Ele caiu num pequeno silêncio, logo após a resposta.

– Está se sentindo melhor? – inquiriu, voltando as atenções à menina.

–Acho que sim. As dores sumiram – respondeu ela simplesmente, sem se preocupar muito em quem era de fato aquele homem, pois estava acostumada com novos enfermeiros entrando e saindo com frequência de sua vida.

–Que bom. Foi exatamente para isso que eu vim.

–Espere! – chamou Dalla, apontando na direção do ombro do emissário. – Eu sonhei com esta borboleta.

–A partir de agora, ela será sua companheira.

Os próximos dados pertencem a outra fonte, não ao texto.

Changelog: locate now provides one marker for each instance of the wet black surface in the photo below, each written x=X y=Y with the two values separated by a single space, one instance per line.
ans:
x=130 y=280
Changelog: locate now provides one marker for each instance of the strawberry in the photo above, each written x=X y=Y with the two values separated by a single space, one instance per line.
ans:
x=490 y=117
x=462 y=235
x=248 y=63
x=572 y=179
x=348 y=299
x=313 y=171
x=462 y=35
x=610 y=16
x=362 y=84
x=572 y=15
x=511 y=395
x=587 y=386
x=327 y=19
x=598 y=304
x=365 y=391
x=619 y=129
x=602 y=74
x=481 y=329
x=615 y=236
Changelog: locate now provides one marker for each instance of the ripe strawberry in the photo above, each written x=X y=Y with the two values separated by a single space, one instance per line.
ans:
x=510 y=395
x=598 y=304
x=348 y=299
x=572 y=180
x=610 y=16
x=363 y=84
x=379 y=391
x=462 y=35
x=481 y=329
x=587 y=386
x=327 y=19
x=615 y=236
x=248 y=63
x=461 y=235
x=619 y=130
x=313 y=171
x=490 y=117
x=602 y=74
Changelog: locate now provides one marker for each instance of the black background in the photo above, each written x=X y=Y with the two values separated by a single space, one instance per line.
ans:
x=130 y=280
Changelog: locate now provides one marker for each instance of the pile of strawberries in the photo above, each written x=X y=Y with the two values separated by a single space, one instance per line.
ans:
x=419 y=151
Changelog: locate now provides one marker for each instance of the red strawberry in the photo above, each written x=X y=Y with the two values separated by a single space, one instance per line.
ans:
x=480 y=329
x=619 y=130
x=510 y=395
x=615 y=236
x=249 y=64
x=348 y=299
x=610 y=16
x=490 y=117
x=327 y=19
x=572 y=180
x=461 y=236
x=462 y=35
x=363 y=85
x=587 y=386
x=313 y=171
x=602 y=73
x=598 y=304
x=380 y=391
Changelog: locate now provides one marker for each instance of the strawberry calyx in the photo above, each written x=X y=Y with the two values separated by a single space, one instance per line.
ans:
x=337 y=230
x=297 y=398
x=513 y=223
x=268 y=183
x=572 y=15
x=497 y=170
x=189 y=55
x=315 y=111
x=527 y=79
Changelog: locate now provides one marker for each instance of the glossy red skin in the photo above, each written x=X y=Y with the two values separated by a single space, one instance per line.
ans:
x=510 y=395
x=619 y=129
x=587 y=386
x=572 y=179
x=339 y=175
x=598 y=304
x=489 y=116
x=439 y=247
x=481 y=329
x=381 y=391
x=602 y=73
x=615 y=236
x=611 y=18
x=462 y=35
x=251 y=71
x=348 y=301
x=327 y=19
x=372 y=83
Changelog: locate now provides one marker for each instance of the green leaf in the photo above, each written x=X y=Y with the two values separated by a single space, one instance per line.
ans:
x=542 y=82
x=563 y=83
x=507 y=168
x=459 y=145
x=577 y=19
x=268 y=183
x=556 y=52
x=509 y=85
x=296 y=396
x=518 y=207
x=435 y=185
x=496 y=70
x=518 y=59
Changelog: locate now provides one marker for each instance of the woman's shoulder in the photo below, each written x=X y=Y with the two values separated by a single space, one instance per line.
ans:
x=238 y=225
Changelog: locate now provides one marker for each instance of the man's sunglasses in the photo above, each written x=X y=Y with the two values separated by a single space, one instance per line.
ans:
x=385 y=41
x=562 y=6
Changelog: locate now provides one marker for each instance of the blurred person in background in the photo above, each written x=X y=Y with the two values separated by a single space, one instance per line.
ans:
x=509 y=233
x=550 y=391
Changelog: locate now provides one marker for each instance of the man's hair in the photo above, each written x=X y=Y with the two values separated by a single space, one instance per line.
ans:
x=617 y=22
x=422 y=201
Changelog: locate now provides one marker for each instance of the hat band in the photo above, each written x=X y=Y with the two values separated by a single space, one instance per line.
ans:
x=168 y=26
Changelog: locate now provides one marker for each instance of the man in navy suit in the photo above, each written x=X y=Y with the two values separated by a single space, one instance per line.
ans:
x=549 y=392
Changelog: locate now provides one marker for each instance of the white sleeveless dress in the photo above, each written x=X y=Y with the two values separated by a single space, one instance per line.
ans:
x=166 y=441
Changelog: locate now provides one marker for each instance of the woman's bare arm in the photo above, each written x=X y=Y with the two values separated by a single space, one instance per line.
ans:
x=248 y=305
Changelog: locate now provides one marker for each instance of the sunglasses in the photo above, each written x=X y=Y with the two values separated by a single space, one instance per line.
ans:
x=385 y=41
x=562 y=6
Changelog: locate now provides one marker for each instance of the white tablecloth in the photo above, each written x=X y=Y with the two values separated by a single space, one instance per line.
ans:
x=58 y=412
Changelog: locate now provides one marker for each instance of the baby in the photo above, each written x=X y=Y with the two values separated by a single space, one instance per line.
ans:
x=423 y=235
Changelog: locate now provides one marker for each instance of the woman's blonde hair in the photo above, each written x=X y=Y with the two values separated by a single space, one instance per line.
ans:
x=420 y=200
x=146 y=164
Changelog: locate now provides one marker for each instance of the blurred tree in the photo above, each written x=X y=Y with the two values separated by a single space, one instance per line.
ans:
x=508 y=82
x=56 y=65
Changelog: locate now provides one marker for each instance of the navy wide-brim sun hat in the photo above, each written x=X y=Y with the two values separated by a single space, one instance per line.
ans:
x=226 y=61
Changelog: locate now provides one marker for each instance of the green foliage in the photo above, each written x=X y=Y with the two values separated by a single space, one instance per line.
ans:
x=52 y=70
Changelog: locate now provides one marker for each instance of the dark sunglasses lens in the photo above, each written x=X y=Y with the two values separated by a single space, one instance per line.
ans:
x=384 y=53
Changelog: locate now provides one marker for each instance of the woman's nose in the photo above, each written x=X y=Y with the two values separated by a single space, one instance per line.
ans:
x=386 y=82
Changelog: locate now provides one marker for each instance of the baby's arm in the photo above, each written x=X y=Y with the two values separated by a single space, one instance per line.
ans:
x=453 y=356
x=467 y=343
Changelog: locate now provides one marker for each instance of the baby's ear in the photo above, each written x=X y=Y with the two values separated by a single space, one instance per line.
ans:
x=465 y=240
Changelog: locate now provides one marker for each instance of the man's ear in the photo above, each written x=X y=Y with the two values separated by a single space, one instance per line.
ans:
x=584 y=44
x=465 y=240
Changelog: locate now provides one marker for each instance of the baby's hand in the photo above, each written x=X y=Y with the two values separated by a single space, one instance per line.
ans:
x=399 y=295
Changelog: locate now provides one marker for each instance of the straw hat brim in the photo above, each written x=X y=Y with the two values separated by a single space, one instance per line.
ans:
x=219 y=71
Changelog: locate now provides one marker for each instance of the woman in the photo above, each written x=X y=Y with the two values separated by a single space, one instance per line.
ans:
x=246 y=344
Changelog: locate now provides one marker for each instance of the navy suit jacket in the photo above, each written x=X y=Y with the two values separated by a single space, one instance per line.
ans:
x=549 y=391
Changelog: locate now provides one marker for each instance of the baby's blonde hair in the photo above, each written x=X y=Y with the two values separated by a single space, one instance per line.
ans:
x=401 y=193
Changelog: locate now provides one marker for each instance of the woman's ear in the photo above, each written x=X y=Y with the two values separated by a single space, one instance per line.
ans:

O emissário apanhou o inseto com delicadeza e o colocou sobre a barriga da menina.

–Jura?

–Aham – respondeu ele, os olhos penetrantes. – Essa borboleta é como um guia ou uma espécie de condutor. Quando não souber o que fazer, ela apresentará a você o caminho.

–Legal! – comemorou ela, um sorriso estampado na face. – Eu me chamo Dalla.

–Eu sei.

–Qual é o seu nome?

–Eu… – titubeou ele, para escolher entre a verdade e uma desculpa esfarrapada que fizesse algum sentido. – Não tenho – disse num sussurro.

–Por quê?

–Meus pais ainda não me deram.

–Estranho… Vou chamar você de Phantom, igual ao meu brinquedo preferido. – A menina apontou na direção do triciclo. – Eu o batizei com o nome do cavalo do Zorro, o filme favorito do meu pai.

O emissário sorriu, com o semblante relaxado.

–Obrigado. Eu preciso ir agora.

–Para onde?

–Qualquer dia eu lhe conto.

A menina assentiu, enquanto mexia e observava as pontas dos dedos das mãos, como se algo novo estivesse acontecendo com eles.

–Pensei que eu estivesse morrendo – balbuciou Dalla. – Pelo menos foi o que eu consegui escutar dos médicos numa conversa que tiveram ontem com meus pais. Eles não paravam de chorar e eu fingi que estava dormindo.

–Não se preocupe. – O emissário esboçou um meio sorriso. – As coisas mudaram. Você deixará este hospital muito em breve.